HOJE SONHEI COM UM ESTÁDIO

por Claudio Lovato Filho


No começo, ele estava lotado. Crianças, adultos e velhos. Cantos, batucada. Bandeiras, faixas e trapos por todos os lados. Uma festa.

Mas de repente começaram a surgir os clarões.

Primeiramente, pequenas áreas esparsas; depois, grandes espaços vazios em todos os lugares avançando como sombras sedentas de mais escuridão.

As bandeiras, faixas e trapos voaram, sugadas pelo céu cinza-chumbo.
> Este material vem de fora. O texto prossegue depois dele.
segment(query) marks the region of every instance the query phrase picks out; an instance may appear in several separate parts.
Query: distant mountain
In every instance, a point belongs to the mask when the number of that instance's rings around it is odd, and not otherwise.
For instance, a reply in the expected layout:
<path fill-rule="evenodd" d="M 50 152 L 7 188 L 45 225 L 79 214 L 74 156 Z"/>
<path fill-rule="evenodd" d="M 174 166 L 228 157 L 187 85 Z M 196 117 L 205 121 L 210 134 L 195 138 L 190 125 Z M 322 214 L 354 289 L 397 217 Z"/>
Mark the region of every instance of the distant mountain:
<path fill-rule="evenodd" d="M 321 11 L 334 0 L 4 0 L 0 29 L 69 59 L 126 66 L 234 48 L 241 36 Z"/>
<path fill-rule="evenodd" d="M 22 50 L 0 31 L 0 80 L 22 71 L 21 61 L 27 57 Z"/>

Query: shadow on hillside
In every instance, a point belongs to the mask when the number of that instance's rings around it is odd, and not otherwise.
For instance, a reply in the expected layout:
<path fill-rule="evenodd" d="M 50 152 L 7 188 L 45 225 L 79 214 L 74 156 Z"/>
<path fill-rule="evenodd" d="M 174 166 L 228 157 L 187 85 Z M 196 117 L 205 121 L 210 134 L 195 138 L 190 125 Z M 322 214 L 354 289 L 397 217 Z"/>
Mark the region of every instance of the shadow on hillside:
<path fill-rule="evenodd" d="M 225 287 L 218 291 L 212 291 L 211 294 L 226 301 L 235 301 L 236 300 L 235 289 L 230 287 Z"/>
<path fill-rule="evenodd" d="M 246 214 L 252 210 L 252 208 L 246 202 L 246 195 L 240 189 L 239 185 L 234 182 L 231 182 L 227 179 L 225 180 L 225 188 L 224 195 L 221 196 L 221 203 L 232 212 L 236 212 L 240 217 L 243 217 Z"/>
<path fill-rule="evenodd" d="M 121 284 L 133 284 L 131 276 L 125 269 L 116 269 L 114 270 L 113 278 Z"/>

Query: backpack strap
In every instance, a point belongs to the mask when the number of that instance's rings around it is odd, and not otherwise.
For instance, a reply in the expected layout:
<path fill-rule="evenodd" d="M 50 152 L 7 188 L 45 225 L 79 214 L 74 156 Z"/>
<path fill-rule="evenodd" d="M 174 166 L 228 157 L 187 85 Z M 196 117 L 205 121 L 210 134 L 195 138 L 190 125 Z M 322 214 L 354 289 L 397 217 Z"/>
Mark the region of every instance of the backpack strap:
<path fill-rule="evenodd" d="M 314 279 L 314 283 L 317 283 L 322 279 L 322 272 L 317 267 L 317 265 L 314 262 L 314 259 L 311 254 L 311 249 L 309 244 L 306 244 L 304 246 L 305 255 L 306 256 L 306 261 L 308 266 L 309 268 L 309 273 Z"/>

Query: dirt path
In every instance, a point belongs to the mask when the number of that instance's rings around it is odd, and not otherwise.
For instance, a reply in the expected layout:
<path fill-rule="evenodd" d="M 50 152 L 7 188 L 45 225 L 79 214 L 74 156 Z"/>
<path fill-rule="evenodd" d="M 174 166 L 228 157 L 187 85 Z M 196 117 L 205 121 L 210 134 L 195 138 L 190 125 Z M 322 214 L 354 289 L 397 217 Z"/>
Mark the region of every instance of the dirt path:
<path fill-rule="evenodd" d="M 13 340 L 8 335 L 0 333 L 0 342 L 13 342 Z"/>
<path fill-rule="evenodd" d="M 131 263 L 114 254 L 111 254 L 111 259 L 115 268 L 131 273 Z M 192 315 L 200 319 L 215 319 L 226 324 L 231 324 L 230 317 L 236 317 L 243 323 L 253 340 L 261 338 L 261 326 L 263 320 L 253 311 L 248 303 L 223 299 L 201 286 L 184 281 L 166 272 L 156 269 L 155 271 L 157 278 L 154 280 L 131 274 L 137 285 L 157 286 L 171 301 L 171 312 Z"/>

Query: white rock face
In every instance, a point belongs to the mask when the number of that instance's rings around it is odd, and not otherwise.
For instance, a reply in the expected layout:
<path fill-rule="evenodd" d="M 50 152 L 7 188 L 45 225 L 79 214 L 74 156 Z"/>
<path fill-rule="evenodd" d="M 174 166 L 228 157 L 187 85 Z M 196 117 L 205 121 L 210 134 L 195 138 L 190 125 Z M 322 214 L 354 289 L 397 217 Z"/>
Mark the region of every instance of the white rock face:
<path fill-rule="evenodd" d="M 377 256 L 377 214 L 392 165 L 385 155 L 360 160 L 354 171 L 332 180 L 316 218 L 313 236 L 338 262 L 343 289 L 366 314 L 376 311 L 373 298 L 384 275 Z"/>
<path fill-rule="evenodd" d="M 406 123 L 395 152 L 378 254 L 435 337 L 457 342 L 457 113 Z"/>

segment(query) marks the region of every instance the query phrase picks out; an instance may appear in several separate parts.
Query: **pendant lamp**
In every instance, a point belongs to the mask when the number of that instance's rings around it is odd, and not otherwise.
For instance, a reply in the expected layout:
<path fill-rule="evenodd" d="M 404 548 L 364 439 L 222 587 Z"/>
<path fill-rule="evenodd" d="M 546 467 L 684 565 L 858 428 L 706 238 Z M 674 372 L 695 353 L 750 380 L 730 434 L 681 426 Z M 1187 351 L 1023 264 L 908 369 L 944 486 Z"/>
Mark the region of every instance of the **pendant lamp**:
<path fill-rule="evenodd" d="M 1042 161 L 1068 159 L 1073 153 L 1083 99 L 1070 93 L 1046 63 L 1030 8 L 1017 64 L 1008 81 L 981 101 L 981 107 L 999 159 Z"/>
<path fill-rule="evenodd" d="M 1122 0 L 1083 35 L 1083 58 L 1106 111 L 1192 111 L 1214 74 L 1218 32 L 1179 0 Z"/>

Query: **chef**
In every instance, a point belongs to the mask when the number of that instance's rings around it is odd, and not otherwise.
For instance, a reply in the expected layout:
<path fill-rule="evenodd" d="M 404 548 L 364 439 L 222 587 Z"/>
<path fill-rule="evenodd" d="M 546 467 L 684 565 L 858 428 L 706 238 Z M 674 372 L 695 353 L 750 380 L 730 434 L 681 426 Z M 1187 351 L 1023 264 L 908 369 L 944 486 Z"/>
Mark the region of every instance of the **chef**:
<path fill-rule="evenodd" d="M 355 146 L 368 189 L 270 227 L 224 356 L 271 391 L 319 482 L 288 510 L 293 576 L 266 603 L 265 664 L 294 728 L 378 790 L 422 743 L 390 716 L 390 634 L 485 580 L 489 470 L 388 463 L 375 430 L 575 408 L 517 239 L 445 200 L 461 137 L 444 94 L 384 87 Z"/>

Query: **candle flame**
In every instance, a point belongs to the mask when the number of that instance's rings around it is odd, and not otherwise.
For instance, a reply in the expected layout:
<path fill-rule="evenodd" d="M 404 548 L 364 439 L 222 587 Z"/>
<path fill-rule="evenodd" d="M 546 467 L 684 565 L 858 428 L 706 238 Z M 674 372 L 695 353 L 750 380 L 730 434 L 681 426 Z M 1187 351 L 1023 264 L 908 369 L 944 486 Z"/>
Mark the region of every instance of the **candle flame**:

Então o estádio desmoronou.

Foi assim: pedaço por pedaço, seção por seção, anel por anel – até não sobrar nada além de um vasto terreno descampado pedregoso, calcinado e deserto.

Nesse ponto acordei.

Um pouco mais tarde, com uma caneca de café na mão e o olhar preso no horizonte através da janela da sala, pensei numa passagem de “A Estrada”, de Cormac McCarthy:


Eu disse ao garoto que quando você sonha com coisas ruins significa que você ainda está lutando e que ainda está vivo. E quando você começa a sonhar com coisas boas é a hora em que você deve se preocupar”.

O dia prosseguiu em seu novo modo quarentena. Na minha cabeça e no meu coração se fortalecia o desejo de continuar sonhando com coisas ruins desde que isso signifique continuar tendo ao meu lado aqueles de quem preciso e que precisam de mim e fazer por eles o melhor que eu puder, colhendo de volta a possibilidade de, com eles, poder olhar para o céu à noite e falar da Lua, da brisa leve e das estrelas.

Mais adiante, quem sabe, conforme eu continuar a ter sonhos ruins, talvez eu possa ver acontecer coisas como o surgimento de novas e melhores formas de relacionamento entre as pessoas, junto com o retorno de velhas alegrias, coisas simples e maravilhosas como as caminhadas no parque, as confraternizações com os amigos do peito e os estádios lotados.